Est-ce assez clair?

Les révolutionnaires doivent utiliser toutes les ressources que la science met à la portée de ceux qui ont quelque chose à détruire, cela veut dire que la chimie et en général la science donne aux ouvriers tout ce dont ils ont besoin pour la destruction de la société. C'est un appel formel à la force, à la destruction et, si on voulait juger suivant la loi criminelle, c'est à M. Deville qu'on donnerait une place sur le banc des accusés.

Au temps dont nous parlons, le même Deville ne voulait pas perfectionner, mais supprimer l'État «qui n'est que l'organisation de la classe exploitante pour garantir son exploitation et maintenir dans la soumission ses exploités.» Il voyait clairement que «c'est un mauvais système pour détruire quelque chose que de commencer par le fortifier. Et ce serait augmenter la force de résistance de l'État que de favoriser l'accaparement par lui des moyens de production, c'est-à-dire de domination.»

Et que font ces messieurs maintenant, sinon fortifier l'État et favoriser l'accaparement des moyens de production?

De même M. Jules Guesde voulait détruire l'État. Dans son Catéchisme socialiste qu'il abjure solennellement désormais, il demandait d'une façon formelle aux socialistes réformateurs de l'État, «s'il est, je ne dis pas nécessaire, mais prudent de confondre sous une même dénomination des buts aussi différents que la liberté, le bien-être de tous et l'exploitation du plus grand nombre par quelques-uns, poursuivis par des moyens aussi différents que le libre concours des volontés et des bras et la coercition en tout et pour tout? N'est-ce pas prêter inutilement le flanc à nos adversaires, pour qui le socialisme ne poursuit pas l'émancipation de l'être humain dans la personne de chacun des membres de la collectivité, mais la conquête du pouvoir au profit d'une minorité ou d'une majorité d'ambitieux, jaloux de dominer, de régner, d'exploiter à leur tour»?

Consentira-t-il, maintenant qu'il a pris place dans les rangs de ces ambitieux, à écrire la même chose? Nous lui disons: voyez votre image dans le miroir du Catéchisme socialiste et dites-nous si vous n'êtes pas frappé de la ressemblance entre les ambitieux d'antan et le Guesde d'aujourd'hui! Dites-nous si vous n'auriez pas de raison pour rougir de vous-même?

Mais combien le Parti Ouvrier a-t-il dégénéré! ne lisons-nous pas encore dans le programme du Parti Ouvrier, publié par Guesde et Lafargue: «Le Parti Ouvrier n'espère pas arriver à la solution du problème social par la conquête du pouvoir administratif dans la commune. Il ne croit pas, il n'a jamais cru que, même débarrassée de l'obstacle du pouvoir central, la voie communale puisse conduire à l'émancipation ouvrière et que, à l'aide des majorités municipales socialistes, des réformes sociales soient possibles et des réalisations immédiates».

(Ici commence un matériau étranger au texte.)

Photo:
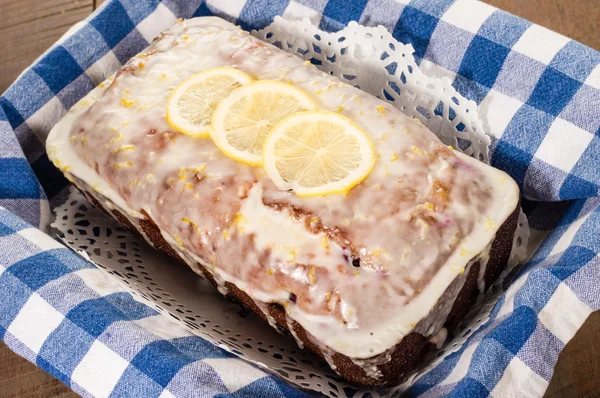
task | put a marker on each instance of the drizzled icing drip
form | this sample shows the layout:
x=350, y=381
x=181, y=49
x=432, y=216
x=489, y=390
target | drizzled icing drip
x=290, y=324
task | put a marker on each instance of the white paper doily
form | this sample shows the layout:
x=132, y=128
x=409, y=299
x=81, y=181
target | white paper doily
x=368, y=58
x=372, y=60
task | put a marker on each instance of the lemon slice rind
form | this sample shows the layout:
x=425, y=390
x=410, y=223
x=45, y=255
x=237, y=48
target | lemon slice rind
x=363, y=151
x=174, y=115
x=219, y=131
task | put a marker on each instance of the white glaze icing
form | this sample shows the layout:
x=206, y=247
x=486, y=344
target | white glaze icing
x=416, y=222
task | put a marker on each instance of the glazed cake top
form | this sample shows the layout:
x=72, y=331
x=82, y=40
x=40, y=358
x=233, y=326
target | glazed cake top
x=357, y=271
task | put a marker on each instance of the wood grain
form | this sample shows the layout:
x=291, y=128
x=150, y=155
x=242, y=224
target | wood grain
x=577, y=19
x=28, y=27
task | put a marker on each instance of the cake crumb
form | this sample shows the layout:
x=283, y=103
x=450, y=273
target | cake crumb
x=324, y=242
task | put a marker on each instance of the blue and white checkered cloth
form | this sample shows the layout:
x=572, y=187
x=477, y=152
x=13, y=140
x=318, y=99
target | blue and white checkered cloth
x=539, y=98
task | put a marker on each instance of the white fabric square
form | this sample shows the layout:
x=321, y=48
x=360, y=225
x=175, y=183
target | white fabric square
x=496, y=111
x=540, y=43
x=468, y=15
x=166, y=394
x=462, y=366
x=161, y=19
x=99, y=370
x=103, y=68
x=296, y=12
x=435, y=71
x=563, y=145
x=235, y=373
x=518, y=380
x=593, y=79
x=231, y=8
x=34, y=323
x=45, y=118
x=40, y=239
x=564, y=313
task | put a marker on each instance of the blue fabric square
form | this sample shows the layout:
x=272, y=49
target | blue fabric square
x=64, y=349
x=543, y=181
x=11, y=224
x=586, y=167
x=553, y=91
x=527, y=129
x=95, y=316
x=22, y=101
x=571, y=261
x=17, y=179
x=52, y=180
x=75, y=91
x=577, y=111
x=86, y=47
x=576, y=188
x=503, y=28
x=165, y=353
x=10, y=113
x=113, y=23
x=132, y=44
x=584, y=283
x=448, y=45
x=257, y=14
x=576, y=60
x=470, y=88
x=519, y=76
x=537, y=291
x=512, y=160
x=483, y=60
x=415, y=27
x=186, y=9
x=16, y=294
x=515, y=330
x=58, y=68
x=202, y=11
x=587, y=236
x=469, y=387
x=38, y=270
x=541, y=351
x=49, y=368
x=338, y=13
x=134, y=383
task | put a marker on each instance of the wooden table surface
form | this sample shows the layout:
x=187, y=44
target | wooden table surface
x=28, y=27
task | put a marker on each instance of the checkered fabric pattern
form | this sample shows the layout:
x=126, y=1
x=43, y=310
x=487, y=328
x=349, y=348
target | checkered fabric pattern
x=538, y=95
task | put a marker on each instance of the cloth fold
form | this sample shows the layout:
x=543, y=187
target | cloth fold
x=538, y=95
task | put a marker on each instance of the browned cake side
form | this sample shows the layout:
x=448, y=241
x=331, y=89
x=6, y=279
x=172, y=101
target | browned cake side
x=407, y=354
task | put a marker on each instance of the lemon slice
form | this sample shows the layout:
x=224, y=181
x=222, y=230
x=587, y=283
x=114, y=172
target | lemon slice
x=192, y=104
x=318, y=153
x=242, y=121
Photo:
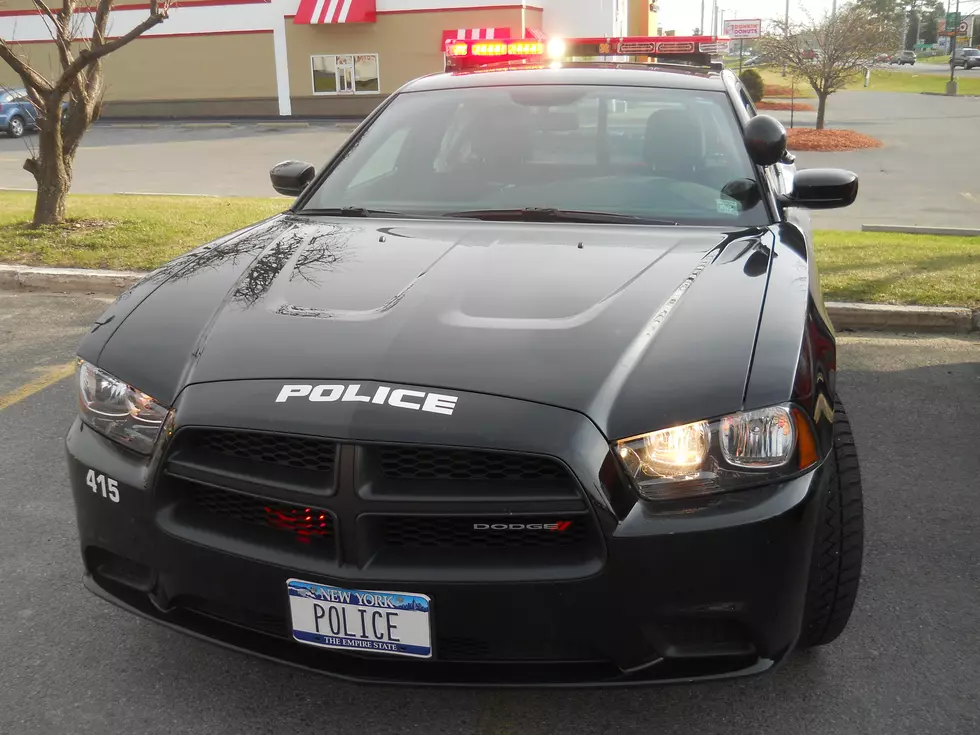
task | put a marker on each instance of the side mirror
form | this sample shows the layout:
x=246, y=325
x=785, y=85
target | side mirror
x=822, y=188
x=291, y=177
x=765, y=140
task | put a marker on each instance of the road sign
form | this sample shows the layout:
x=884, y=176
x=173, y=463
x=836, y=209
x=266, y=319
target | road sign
x=743, y=29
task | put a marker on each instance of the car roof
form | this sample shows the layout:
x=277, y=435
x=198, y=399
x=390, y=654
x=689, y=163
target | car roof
x=600, y=74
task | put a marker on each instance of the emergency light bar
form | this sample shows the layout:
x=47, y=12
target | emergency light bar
x=703, y=51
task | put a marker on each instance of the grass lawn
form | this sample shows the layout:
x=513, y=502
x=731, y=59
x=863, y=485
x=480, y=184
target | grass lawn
x=142, y=232
x=896, y=81
x=122, y=232
x=882, y=80
x=902, y=269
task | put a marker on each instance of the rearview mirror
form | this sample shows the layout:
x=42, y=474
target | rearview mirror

Le point de vue a changé et ils le voient bien maintenant. L'influence des chefs du parti social-démocrate allemand a été grande, car c'est en se modelant sur lui que le parti ouvrier français a dévié et il est allé plus loin encore, car la copie dépasse presque toujours l'original.

Est-ce que M. Jaurès n'a pas dit que l'essence du socialisme est d'être politique? Est-ce que M. Rouanet n'a pas déclaré, dans la Petite République, que la conquête du pouvoir public est le socialisme? Est-ce qu'on n'a pas adopté au Congrès International Socialiste des travailleurs et des Chambres syndicales ouvrières de Londres (1896) que «la conquête du pouvoir politique est LE MOYEN PAR EXCELLENCE par lequel les travailleurs peuvent arriver à leur émancipation, à l'affranchissement de l'homme et du citoyen, par lequel ils peuvent établir la République socialiste internationale?»

La conquête du pouvoir et encore cette conquête, et toujours cette conquête.